Gonzalez DM reported the crosstalk of several signalling pathways closely related to EMT9; this finding is in line with our previous hypothesis based on the IPA results that there exists some connections between the Wnt/β-catenin and TGF-β signalling pathways in EMT. We elaborated that in response to TGF-β signals from the microenvironment, the cadherin/β-catenin complex disassociates to release β-catenin30, and PCDHGA9 overexpression could reduce this effect and consequently suppress EMT in GC. In the present study, after using TGF-β to induce EMT, we observed that the nuclear translocation of β-catenin or induction of EMT could be reversed by XAV-939. Likewise, enhanced PCDHGA9 expression was also capable of reducing the effects of TGF-β. Thus, we conclude that PCDHGA9 suppresses GC metastasis and attenuates EMT induced by TGF-β and Wnt/β-catenin pathway activation. In this study, we found that PCDHGA9 was abundantly expressed in normal gastric mucosae and other digestive organs but silenced in most GC tissues and GC cell lines in accordance with hypermethylation of its promoter. Importantly, treatment with 5-Aza, a DNA methylation inhibitor, restored PCDHGA9 expression in the GC cell line, which indicated that downregulation of PCDHGA9 was partly mediated by DNA promoter methylation. Furthermore, we explored the clinical significance of PCDHGA9 by analysing the clinicopathologic features of 66 GC patients and found that patients with advanced GC had weak PCDHGA9 expression.
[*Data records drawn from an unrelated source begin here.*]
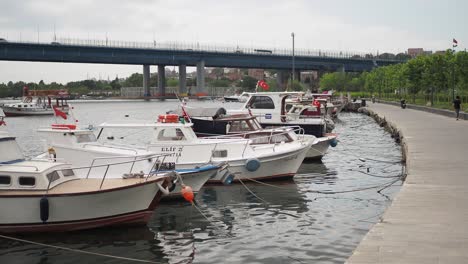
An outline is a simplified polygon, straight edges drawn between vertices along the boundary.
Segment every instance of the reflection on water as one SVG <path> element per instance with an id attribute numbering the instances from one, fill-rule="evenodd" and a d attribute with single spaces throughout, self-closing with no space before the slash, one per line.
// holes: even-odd
<path id="1" fill-rule="evenodd" d="M 77 117 L 86 125 L 125 114 L 151 120 L 173 106 L 83 103 Z M 41 151 L 40 138 L 31 130 L 51 119 L 7 122 L 34 155 Z M 175 202 L 158 207 L 148 226 L 21 237 L 157 263 L 343 263 L 399 190 L 393 186 L 380 194 L 368 188 L 394 181 L 402 166 L 400 148 L 369 117 L 343 114 L 336 131 L 338 146 L 323 163 L 302 164 L 294 180 L 202 188 L 196 200 L 204 215 Z M 96 262 L 131 263 L 0 239 L 0 263 Z"/>

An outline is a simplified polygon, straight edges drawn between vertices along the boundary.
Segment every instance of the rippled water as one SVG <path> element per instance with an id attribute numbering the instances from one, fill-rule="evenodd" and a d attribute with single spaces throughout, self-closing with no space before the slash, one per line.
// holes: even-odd
<path id="1" fill-rule="evenodd" d="M 221 105 L 195 104 L 208 103 Z M 75 113 L 82 125 L 126 114 L 149 121 L 176 105 L 89 102 L 77 103 Z M 7 123 L 26 154 L 34 156 L 43 149 L 35 129 L 52 120 L 17 117 Z M 343 263 L 398 192 L 402 164 L 400 147 L 370 117 L 342 113 L 335 132 L 338 146 L 322 163 L 302 164 L 292 181 L 205 186 L 196 200 L 206 218 L 178 202 L 158 207 L 148 226 L 21 237 L 157 263 Z M 96 262 L 132 263 L 0 239 L 0 263 Z"/>

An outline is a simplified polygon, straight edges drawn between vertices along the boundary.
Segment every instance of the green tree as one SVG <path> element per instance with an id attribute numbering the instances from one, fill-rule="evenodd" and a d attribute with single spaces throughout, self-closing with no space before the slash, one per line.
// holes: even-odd
<path id="1" fill-rule="evenodd" d="M 254 91 L 257 86 L 257 79 L 250 77 L 248 75 L 242 77 L 241 87 L 247 91 Z"/>

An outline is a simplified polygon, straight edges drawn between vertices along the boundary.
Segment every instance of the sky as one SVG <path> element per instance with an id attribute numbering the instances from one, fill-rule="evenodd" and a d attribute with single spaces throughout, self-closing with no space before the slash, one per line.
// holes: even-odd
<path id="1" fill-rule="evenodd" d="M 290 49 L 294 32 L 296 49 L 436 51 L 451 48 L 455 38 L 464 50 L 466 10 L 465 0 L 0 0 L 0 38 Z M 66 83 L 134 72 L 142 72 L 142 66 L 0 61 L 0 83 Z"/>

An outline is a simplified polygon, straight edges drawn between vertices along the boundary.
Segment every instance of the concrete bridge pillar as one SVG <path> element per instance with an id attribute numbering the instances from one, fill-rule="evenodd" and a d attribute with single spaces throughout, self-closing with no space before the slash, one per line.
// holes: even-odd
<path id="1" fill-rule="evenodd" d="M 149 80 L 150 80 L 150 71 L 149 65 L 143 65 L 143 96 L 148 98 L 151 96 L 151 92 L 149 89 Z"/>
<path id="2" fill-rule="evenodd" d="M 158 94 L 166 96 L 166 70 L 165 65 L 158 65 Z"/>
<path id="3" fill-rule="evenodd" d="M 179 94 L 187 95 L 187 65 L 179 65 Z"/>
<path id="4" fill-rule="evenodd" d="M 197 63 L 197 93 L 203 93 L 205 90 L 205 61 Z"/>

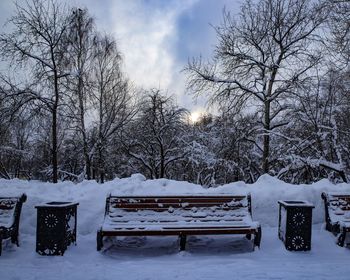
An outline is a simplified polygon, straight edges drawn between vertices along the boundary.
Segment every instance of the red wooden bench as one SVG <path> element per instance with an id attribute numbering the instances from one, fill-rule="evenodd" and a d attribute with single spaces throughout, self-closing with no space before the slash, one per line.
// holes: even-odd
<path id="1" fill-rule="evenodd" d="M 326 229 L 337 236 L 337 244 L 350 243 L 350 193 L 322 193 Z M 349 238 L 349 239 L 348 239 Z"/>
<path id="2" fill-rule="evenodd" d="M 243 234 L 259 247 L 261 227 L 252 221 L 250 195 L 109 196 L 97 250 L 105 236 L 179 236 L 185 250 L 188 235 L 211 234 Z"/>
<path id="3" fill-rule="evenodd" d="M 0 256 L 3 239 L 11 238 L 11 242 L 19 246 L 19 217 L 26 199 L 25 194 L 20 197 L 0 197 Z"/>

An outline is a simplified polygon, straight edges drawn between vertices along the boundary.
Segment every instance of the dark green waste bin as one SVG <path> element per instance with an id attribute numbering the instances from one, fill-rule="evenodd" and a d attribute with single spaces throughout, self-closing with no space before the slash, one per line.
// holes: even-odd
<path id="1" fill-rule="evenodd" d="M 278 201 L 278 237 L 287 250 L 311 250 L 312 209 L 307 201 Z"/>
<path id="2" fill-rule="evenodd" d="M 79 203 L 52 201 L 37 205 L 36 251 L 40 255 L 63 256 L 76 243 Z"/>

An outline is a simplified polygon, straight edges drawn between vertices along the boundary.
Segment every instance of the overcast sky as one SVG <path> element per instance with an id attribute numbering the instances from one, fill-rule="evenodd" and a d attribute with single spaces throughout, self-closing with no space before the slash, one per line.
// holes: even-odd
<path id="1" fill-rule="evenodd" d="M 124 57 L 131 81 L 144 88 L 161 88 L 176 95 L 192 111 L 204 106 L 185 92 L 181 70 L 188 58 L 209 58 L 216 43 L 210 25 L 222 20 L 224 7 L 238 13 L 239 0 L 71 0 L 88 8 L 100 31 L 112 34 Z M 21 1 L 22 2 L 22 1 Z M 0 24 L 14 12 L 12 0 L 0 0 Z M 3 28 L 2 28 L 3 29 Z"/>

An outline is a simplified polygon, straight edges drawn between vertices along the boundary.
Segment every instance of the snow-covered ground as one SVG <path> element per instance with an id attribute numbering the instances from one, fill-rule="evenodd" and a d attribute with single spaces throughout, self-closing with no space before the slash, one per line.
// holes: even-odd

Low PCDHGA9 expression (p = 0.0162) and PCDHGA9 promoter hypermethylation (p = 0.0469) were significantly correlated with MFS. Interestingly, compared with either element alone, the combination of PCDHGA9 expression and promoter hypermethylation reached a higher statistical significance in estimating MFS (p = 0.004), which may provide individual GC patients with a more precise appraisal of metastatic risk.

Conclusions

In summary, this study illuminates the significance of PCDHGA9 in the suppression of GC metastasis through a β-catenin-dependent mechanism. PCDHGA9 interacts with β-catenin directly and weakens the effects of TGF-β and the Wnt/β-catenin pathway in the induction of EMT. Promoter hypermethylation and loss of PCDHGA9 expression in GC may indicate an aggressive phenotype and correlate with poor clinical survival. Moreover, demethylation of PCDHGA9 could be an innovative therapeutic target for GC invasion and metastasis. Therefore, the regulatory mechanism of PCDHGA9 expression and specific reagents that modify the methylation status of PCDHGA9 still require our attention.